# Horses in Foster Care



## Connie P (Apr 7, 2009)

CMHR has several horses that have been in their foster homes for over 1 year. It would be so wonderful if we could find adoptive homes for them. Hilda, Dixie, Billy Bob and Tina really need a permanent home to call their own. It seems that horses that have foundered or have any issues are very hard to place. If you all could just take a few moments to look at our website and see if any of these wonderful animals would be welcome at your farm or with someone you know that would be wonderful. I am fostering Hilda and Dixie and although they have both foundered, they are both stable at this moment and are not that difficult to care for. Dry lot and special diet is all that they need along with regular farrier care, but all horses need that. Why don't I just adopt them you ask? Well..............

If I adopt every horse I foster I will eventually not be able to help any more horses in need and as we all know there are always more horses coming into rescue. I have adopted two rescues, but really need to control myself so that I can help others in need.

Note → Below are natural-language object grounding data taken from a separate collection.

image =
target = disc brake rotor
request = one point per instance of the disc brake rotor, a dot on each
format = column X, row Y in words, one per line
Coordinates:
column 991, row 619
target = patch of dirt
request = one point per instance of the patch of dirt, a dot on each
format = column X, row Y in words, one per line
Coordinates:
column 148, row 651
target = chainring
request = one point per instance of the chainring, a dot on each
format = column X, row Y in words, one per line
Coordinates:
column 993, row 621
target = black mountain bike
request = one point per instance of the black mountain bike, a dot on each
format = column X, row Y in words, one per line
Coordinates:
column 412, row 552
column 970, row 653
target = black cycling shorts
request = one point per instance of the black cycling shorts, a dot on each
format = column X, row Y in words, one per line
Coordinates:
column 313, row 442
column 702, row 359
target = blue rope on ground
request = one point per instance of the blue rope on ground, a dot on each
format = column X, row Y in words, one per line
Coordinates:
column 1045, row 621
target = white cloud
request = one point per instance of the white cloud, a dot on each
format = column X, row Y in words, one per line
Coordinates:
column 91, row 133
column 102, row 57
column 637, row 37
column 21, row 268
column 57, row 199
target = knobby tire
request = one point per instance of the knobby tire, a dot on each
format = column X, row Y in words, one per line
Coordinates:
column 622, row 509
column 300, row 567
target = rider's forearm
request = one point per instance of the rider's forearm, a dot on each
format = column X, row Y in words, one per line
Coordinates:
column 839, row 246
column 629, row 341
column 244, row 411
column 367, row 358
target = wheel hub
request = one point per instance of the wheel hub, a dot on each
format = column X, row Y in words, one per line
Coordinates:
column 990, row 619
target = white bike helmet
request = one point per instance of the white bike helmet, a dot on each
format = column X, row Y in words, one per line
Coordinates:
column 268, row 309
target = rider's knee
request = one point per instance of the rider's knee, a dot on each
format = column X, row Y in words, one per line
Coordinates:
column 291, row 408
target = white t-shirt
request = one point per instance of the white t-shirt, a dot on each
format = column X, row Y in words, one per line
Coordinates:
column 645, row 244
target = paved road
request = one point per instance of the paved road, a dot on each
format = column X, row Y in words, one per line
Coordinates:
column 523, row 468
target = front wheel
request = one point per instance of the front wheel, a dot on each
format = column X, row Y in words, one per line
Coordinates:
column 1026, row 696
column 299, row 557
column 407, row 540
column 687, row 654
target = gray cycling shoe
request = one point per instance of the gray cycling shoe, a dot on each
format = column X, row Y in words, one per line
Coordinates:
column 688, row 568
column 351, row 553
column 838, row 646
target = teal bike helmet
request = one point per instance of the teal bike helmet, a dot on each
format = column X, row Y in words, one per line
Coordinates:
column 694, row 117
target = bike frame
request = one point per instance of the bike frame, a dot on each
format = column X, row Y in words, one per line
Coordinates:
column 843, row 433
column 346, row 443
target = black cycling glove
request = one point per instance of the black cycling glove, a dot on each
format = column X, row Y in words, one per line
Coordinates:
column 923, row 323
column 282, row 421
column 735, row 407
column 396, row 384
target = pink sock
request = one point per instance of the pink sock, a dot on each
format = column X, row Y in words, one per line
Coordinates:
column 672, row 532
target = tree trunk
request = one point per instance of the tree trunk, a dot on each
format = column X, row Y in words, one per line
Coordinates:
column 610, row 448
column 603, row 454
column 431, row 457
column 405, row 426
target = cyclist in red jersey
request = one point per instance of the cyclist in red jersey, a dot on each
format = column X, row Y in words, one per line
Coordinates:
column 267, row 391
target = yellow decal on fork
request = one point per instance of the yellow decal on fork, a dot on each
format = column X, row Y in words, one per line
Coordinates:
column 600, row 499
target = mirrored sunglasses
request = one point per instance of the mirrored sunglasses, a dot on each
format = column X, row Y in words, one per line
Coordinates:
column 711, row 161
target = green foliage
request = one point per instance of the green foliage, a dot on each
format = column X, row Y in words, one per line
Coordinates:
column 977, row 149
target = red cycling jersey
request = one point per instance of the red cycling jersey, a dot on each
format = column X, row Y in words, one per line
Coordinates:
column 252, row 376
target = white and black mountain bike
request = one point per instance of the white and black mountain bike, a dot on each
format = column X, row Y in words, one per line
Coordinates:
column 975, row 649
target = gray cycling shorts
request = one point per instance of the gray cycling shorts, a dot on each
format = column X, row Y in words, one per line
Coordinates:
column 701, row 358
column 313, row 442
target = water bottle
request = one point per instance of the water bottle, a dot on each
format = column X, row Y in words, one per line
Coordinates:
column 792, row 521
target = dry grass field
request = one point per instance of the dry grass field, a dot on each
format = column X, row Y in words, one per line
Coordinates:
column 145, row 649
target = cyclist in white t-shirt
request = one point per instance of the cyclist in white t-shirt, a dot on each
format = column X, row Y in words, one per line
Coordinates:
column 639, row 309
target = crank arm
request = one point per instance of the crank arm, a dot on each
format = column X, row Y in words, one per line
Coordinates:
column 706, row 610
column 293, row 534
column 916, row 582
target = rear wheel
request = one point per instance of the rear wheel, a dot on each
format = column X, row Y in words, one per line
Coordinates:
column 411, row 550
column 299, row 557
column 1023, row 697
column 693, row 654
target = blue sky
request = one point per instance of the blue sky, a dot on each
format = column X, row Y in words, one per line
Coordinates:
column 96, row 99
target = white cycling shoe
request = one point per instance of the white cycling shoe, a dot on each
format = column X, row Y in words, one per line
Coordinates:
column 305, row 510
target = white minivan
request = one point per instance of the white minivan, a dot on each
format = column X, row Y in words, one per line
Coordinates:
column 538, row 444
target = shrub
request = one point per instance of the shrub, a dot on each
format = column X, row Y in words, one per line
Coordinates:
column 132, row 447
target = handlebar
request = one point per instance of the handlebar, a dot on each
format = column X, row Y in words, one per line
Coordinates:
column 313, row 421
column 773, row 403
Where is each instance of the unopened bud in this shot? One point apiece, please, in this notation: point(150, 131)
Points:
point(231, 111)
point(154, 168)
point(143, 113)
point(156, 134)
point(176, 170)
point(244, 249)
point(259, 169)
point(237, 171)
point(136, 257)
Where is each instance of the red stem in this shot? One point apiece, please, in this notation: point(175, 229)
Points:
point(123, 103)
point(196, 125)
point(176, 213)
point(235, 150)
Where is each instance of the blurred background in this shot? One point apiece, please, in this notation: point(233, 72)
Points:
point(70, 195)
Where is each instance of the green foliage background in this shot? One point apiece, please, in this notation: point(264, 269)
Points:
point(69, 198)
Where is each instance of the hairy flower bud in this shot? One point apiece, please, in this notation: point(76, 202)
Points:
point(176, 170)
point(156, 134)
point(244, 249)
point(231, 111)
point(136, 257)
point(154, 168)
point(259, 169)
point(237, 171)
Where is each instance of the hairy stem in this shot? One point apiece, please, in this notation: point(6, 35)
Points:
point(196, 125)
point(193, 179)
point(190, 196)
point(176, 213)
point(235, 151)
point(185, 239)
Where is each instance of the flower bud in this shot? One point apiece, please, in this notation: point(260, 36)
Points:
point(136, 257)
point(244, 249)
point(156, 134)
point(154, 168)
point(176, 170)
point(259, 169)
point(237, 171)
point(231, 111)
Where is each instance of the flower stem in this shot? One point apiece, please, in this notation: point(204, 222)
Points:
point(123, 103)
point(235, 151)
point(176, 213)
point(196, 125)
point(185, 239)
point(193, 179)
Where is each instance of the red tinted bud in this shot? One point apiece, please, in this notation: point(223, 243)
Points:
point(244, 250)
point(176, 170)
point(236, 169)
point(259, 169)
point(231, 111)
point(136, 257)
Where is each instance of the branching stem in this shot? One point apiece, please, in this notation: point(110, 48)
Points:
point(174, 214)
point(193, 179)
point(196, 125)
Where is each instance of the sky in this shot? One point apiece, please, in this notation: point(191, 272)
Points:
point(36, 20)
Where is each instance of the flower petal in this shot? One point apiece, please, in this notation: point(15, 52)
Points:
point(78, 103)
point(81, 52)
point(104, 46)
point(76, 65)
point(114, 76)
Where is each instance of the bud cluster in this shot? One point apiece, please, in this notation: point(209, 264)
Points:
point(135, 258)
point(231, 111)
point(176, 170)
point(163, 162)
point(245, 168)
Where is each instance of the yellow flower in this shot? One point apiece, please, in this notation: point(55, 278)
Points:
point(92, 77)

Thank you so much for taking the time to read this and if you think you might be interested in any of the above horses please fill out an adoption contract and application. You can get these documents from our website at www.chancesminihorserescue.org There are also photos and complete descriptions of the horses in foster care on the website.

Warm regards,

Connie Parr

CMHR Michigan State Coordinator

Director At Large

Newsletter Editor


----------



## Seashells (Apr 10, 2009)

Connie, the foster horses, hilda and dixie, are so beautiful. I've seen them on your website before, and your photos show a superb home environnment for horses. You seem to give lots of loving care to each one. Personally I would have a hard time taking those two away from your home....you are already providing the best for them. It's nice to see horses safe and content. They are lucky to be with you. I think they would make a child happy. Hopefully someone will adopt them soon. The other minis who need perminant homes are very cute. I hope they get forever homes too. I think it's amazing what CHMR does for these horses!


----------



## Connie P (Apr 12, 2009)

Thank you Seashells!


----------



## debjs (Apr 19, 2009)

Are these all the horses that cmhr has for rescues? Are there more pending to be ready for adoption? Thanks


----------



## Gini (Apr 20, 2009)

debjs said:


> Are these all the horses that cmhr has for rescues? Are there more pending to be ready for adoption? Thanks


Currently we have 5 that are ready for adoption. I do believe one is spoken for not all the pictures are in yet of their farm but it looks like she will be going there. The others are in OK.


----------